Interview with John Ridland
Poet Speaks About Latest Book
John Ridland taught English at UCSB from 1961 to 2005, publishing several books of poetry and translation. He and his wife, Muriel Ridland, wrote And Say What He Is: The Life of a Special Child (MIT Press, 1975), about their son John, who passed away. Their daughter, Jenny, lives in England and son Michael in Southern California. I recently interviewed John Ridland about his latest book, Epitome and Epiphany.

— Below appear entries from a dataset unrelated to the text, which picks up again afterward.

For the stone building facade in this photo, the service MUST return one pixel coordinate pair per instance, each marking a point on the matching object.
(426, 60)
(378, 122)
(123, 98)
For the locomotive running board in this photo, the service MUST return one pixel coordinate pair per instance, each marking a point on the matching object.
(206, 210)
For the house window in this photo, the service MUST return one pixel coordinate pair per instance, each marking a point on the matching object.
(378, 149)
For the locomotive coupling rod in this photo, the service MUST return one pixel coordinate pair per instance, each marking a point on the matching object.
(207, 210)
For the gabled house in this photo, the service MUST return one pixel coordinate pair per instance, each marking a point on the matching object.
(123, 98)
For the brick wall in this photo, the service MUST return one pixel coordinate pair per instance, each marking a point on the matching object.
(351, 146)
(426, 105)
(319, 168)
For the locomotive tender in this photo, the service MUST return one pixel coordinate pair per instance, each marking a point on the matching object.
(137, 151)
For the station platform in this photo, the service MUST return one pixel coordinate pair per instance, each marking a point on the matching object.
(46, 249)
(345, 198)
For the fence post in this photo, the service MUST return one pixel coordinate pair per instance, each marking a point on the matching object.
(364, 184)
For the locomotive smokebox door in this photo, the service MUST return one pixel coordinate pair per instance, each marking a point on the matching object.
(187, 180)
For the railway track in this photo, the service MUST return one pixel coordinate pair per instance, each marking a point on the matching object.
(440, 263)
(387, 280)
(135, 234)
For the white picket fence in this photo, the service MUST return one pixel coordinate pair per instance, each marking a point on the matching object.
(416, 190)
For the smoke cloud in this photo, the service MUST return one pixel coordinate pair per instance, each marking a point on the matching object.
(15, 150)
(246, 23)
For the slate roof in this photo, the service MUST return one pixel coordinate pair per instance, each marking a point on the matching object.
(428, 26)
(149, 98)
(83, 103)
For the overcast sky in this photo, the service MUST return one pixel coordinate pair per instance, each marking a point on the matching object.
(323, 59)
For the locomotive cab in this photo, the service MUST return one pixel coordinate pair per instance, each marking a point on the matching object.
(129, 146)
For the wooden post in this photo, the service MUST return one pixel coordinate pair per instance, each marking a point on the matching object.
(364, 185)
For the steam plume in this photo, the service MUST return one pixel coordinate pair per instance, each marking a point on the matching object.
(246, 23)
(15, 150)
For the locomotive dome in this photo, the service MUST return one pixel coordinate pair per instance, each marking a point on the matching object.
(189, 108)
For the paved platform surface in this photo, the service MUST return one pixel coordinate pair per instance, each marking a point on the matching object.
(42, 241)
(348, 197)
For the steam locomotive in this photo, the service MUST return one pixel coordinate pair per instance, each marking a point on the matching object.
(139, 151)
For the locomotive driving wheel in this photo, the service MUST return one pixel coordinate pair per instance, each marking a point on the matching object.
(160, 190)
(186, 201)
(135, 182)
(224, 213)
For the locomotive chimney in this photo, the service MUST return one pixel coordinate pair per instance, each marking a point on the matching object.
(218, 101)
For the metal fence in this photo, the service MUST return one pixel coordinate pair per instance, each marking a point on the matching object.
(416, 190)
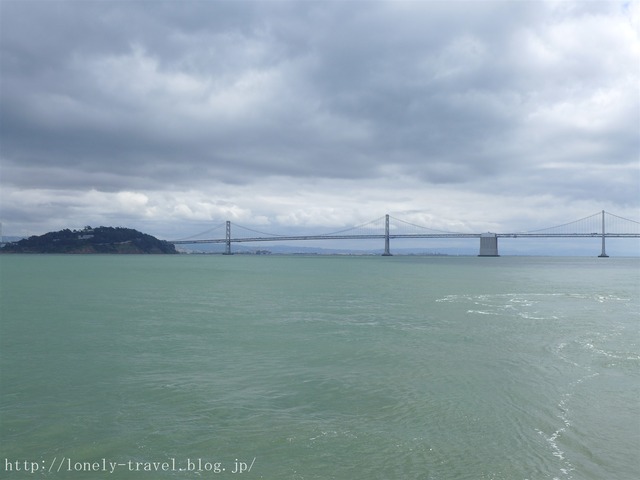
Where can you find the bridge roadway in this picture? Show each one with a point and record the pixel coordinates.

Epitome and Epiphany focuses on a time in your life that was both incredibly painful and yet full of joy — the six years you had with your special-needs son, John. Isn’t it difficult to revisit these events? Yes, it was difficult, but writing from outside of our individual points of view, which was what we had done in the earlier book, made for a further liberation from the sorrows. The joy in the writing sought to equal the “gay intensities of joy” in his life. Throughout both parts of the new book, the intensity of poetry lifted the personal difficulties of the subject matter aside.

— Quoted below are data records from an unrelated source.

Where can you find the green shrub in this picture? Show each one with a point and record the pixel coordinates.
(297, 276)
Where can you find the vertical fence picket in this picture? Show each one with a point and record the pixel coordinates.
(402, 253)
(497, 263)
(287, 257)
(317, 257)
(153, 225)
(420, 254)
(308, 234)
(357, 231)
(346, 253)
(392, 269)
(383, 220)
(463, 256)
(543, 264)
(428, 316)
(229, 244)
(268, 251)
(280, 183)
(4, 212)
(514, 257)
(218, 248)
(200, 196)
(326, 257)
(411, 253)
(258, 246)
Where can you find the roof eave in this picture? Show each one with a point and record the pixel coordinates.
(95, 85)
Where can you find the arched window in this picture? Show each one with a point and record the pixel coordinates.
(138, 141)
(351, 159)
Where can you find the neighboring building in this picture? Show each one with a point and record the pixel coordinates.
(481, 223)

The “Epitome” section of the book makes use of not only prose memoir but also poetry, your wife Muriel’s journal entries, letters, doctors’ reports, and the recollections of caregivers. How did this multi-genre approach help you to tell Little John’s story more effectively? In And Say What He Is, whichever source made the sharpest, clearest evocation of any given moment was the one to choose. If the original words in those forms you mention were better than a narrative summary of them might be, they stayed. In the “Epitome,” the narrative summary by a third-person, impersonal voice takes over, though still incorporating some of the other voices, which were too good to lose. For example, the young girl helper’s recollections, and the reaction of the scrap-metal dealer father of another helper.